I am still wary of saying “I sometimes eat meat” out loud.
This sounds like a coming out story, and I tiptoed into it with a little trepidation because I didn’t have a mad craving for red meat. It didn’t happen to me like it did for so many of my vegetarian friends who found they were dreaming of burgers, or who craved steak while they were pregnant and then never looked back.
For me it was much more subtle, and I am still wary of saying “I sometimes eat meat” out loud. But after having health issues for a number of years where my body wasn’t absorbing nutrients properly, I found out at age 48 that I have thin bones. As a holistic wellness counselor who very much believes in bio-individuality and the fact that we need different foods during different life chapters, I had to walk my talk, and honor that this was what my body was asking for. I had already removed all things gluten from my diet and was doing much better without grains, but still my body was crying out for something.

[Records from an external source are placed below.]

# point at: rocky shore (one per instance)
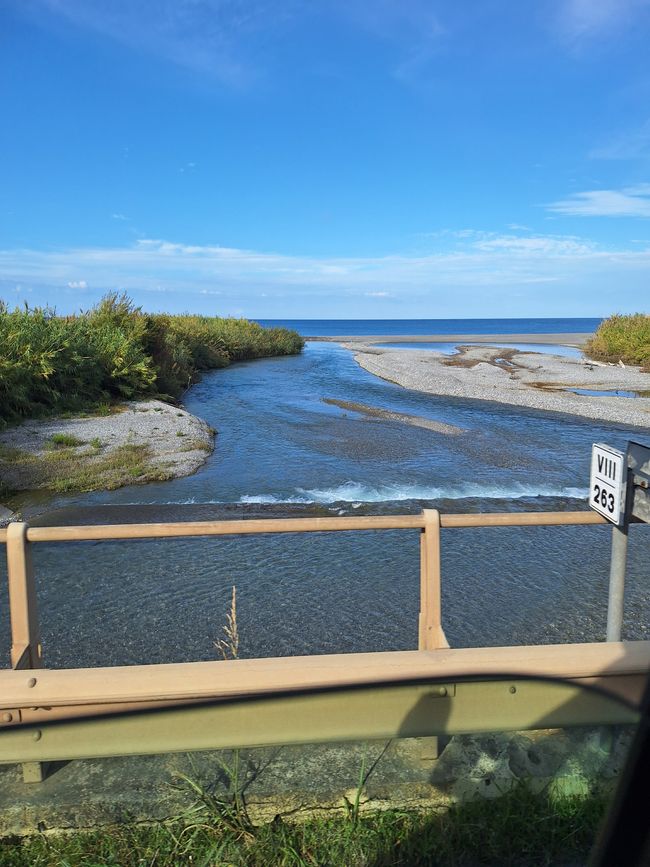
(138, 442)
(528, 379)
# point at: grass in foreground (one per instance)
(53, 364)
(516, 829)
(622, 338)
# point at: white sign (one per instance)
(607, 483)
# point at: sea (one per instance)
(284, 449)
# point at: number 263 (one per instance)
(605, 499)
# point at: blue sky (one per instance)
(333, 158)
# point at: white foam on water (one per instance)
(356, 492)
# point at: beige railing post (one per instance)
(26, 650)
(431, 635)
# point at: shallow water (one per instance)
(282, 451)
(591, 392)
(452, 348)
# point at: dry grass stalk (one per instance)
(229, 646)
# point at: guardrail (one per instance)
(31, 697)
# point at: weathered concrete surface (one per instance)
(306, 780)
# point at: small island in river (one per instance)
(614, 392)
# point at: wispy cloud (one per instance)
(579, 20)
(479, 271)
(211, 36)
(627, 202)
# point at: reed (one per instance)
(52, 364)
(622, 338)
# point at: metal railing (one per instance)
(26, 650)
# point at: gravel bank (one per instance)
(530, 379)
(168, 442)
(572, 339)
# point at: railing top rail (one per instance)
(181, 529)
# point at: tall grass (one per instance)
(622, 338)
(51, 363)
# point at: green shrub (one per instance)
(51, 363)
(622, 338)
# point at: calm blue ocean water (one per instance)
(361, 327)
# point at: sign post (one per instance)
(619, 490)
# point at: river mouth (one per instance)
(590, 392)
(283, 451)
(452, 348)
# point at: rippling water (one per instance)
(282, 450)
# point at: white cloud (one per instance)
(628, 202)
(578, 20)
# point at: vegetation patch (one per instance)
(66, 469)
(53, 364)
(61, 440)
(622, 338)
(516, 828)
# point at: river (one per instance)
(282, 450)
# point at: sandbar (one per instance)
(524, 379)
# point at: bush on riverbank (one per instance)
(51, 363)
(622, 338)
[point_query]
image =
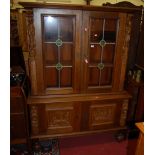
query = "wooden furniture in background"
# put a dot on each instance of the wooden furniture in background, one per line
(136, 109)
(140, 143)
(77, 63)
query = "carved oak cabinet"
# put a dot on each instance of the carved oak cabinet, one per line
(77, 63)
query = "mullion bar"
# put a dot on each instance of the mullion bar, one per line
(102, 50)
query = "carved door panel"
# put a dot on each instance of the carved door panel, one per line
(61, 118)
(57, 51)
(55, 118)
(107, 114)
(104, 51)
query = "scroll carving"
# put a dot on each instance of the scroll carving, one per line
(34, 120)
(32, 52)
(59, 118)
(124, 113)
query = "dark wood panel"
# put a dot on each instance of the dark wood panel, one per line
(16, 105)
(66, 77)
(18, 126)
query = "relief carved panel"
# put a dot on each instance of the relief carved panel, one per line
(102, 114)
(124, 113)
(34, 119)
(60, 119)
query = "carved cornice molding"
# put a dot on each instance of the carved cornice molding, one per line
(124, 4)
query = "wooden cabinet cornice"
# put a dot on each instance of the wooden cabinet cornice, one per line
(77, 62)
(108, 8)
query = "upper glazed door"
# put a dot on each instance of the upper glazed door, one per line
(57, 50)
(104, 55)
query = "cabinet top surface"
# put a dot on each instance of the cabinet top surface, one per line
(31, 5)
(140, 126)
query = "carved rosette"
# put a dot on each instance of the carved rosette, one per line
(124, 113)
(32, 52)
(34, 119)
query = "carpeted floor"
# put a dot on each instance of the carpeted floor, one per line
(97, 144)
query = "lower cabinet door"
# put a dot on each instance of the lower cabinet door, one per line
(55, 118)
(77, 116)
(107, 114)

Eating Meat After Being Vegetarian: In the Beginning, There Was Bone Broth
So it began with bone broth. Heavily disguised with beets and garlic and ginger and about as many flavorful veggies as I could think of. Slow simmered for about 24 hours. It was delicious entirely because I didn’t taste any of the meat flavor. A few months later I dabbled again, and then again. I started to notice a boost in my energy and deeper sleep every time I tried it. After sharing this with some close friends who are equally as interested in food and health as my husband and I are, they came over to dinner and made a chicken. In my oven! “I’ll just have a tiny piece,” I declared, “just to see how it sits in my belly.” A few moments later I was all Oliver Twist about it, holding up my plate for seconds.

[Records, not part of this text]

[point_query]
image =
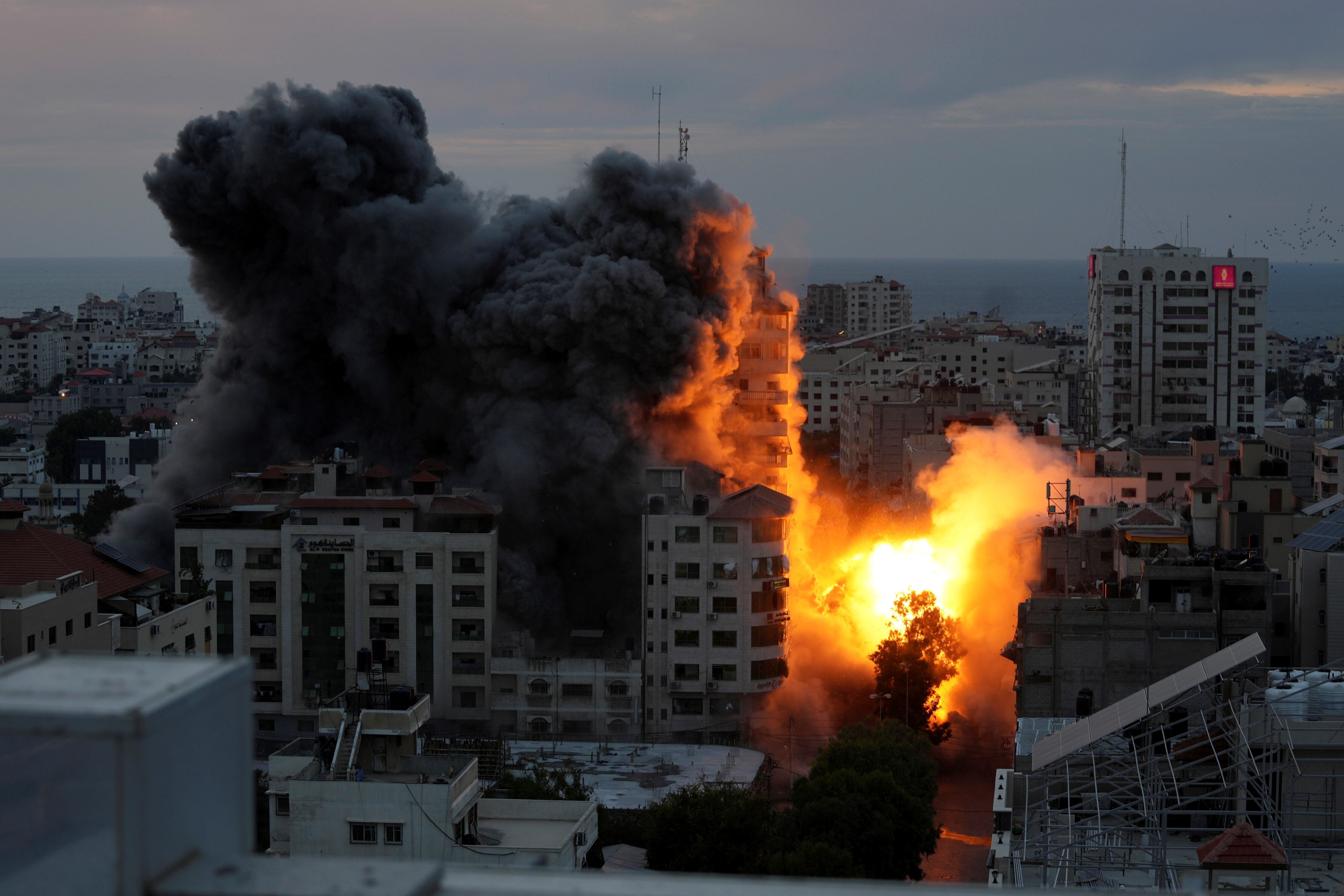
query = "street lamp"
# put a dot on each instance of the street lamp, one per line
(906, 667)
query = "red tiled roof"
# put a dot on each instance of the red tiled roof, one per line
(754, 503)
(458, 506)
(358, 503)
(1241, 847)
(31, 554)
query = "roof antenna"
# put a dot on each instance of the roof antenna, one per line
(658, 95)
(1121, 193)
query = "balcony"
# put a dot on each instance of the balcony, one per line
(762, 397)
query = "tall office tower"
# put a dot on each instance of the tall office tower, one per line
(1175, 339)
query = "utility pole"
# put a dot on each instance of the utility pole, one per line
(658, 95)
(1121, 193)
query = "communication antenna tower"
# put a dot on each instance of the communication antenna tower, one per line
(658, 95)
(1121, 193)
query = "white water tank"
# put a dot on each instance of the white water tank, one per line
(1330, 699)
(1289, 699)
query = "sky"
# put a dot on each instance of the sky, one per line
(945, 130)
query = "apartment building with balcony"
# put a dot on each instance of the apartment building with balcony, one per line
(304, 579)
(566, 696)
(1175, 338)
(716, 605)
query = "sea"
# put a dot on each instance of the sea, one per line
(1304, 299)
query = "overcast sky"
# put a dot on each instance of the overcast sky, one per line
(854, 130)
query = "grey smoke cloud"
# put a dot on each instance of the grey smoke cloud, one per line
(370, 296)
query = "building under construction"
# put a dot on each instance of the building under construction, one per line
(1151, 790)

From there I began researching non-GMO, pasture-raised, grass-fed collagen powder to add to my morning hot drink or smoothie. I intuitively knew that this was going to be nourishment for my skin and bones. After a while I noticed my skin was considerably smoother on the backs of my arms, and my sensitive belly was feeling pretty good. I think I even started to feel less anxious and more calm.
But what to do with my political point of view? With the knowledge that the amount of meat we eat contributes massively to climate change?

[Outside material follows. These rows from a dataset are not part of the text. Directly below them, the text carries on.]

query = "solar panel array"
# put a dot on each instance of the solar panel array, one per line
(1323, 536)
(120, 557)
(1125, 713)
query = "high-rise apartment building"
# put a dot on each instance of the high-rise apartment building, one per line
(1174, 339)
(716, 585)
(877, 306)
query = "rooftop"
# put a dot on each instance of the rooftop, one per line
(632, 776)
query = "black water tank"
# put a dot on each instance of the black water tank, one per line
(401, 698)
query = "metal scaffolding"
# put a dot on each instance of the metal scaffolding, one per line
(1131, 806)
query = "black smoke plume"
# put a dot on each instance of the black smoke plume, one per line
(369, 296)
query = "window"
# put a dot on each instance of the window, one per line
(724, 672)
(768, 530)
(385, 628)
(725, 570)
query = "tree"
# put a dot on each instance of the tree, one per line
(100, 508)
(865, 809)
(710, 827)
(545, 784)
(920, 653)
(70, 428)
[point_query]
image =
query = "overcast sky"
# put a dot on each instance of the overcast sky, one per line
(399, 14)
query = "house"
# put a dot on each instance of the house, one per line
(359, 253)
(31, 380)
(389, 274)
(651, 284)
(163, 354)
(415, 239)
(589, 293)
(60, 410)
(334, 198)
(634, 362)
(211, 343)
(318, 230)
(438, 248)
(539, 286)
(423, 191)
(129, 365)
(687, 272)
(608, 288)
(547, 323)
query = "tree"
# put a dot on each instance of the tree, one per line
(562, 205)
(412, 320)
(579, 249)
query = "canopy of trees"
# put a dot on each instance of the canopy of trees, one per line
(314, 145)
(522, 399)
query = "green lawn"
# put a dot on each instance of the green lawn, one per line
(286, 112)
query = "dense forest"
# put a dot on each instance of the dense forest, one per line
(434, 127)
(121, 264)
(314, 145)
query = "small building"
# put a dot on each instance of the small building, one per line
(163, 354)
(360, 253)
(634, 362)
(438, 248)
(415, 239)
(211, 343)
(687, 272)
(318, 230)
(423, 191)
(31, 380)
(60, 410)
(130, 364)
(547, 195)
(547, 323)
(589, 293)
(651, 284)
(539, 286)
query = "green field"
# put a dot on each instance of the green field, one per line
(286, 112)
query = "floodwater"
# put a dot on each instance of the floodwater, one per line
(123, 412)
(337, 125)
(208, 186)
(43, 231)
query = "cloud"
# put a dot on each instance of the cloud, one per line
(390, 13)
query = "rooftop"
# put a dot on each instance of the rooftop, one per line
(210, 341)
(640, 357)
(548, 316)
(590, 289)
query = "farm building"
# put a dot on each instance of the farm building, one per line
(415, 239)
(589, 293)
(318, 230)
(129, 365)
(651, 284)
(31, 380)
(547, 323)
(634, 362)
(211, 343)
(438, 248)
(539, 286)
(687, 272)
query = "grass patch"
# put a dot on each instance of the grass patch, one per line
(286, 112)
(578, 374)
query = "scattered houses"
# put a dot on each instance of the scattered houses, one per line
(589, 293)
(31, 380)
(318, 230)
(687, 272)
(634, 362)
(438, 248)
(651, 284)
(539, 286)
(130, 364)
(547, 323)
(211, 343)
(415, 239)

We began eating wild salmon about once a week, and as time was passing I noticed that my body was responding well to animal protein. But what to do with my political point of view? With the knowledge that the amount of meat we eat contributes massively to climate change? With the fact that I love animals, and I abhor factory farming and the ill treatment of all living beings?
Eating Meat Again
To be clear, most of my arguments for vegetarianism still hold true. And I will never point to my incisors and tell you they are meant for meat eating. Obviously they are for chewing carrots.
I want to eat only good-quality, grass-fed, pasture-raised, ethically treated meat — as a condiment more than the star attraction, and only sometimes.
But sometime around this transformation, we bought a house in the country and started gardening. When you garden you realize the symbiotic relationship between animals and the earth. Cow and horse manure, egg shells, and worm castings all play a part. To grow a healthy vegetable, you need the participation of some healthy farm animals. This understanding coupled with the knowledge that I was never going to become a hardcore, three-meat-meals-a-day consumer, really helped soothe my troubled mind.
In most social circles, I will still be the vegetarian. I will probably never consume meat unless I know how it was raised. I want to eat only good-quality, grass-fed, pasture-raised, ethically treated meat — as a condiment more than the star attraction, and only sometimes. I suppose if I must put a label on myself I would refer to myself now as a deeply grateful conscientious omnivore. It took a long time to get here, and this is all still a work in progress, but being open to change, I think, is a wonderful gift to self.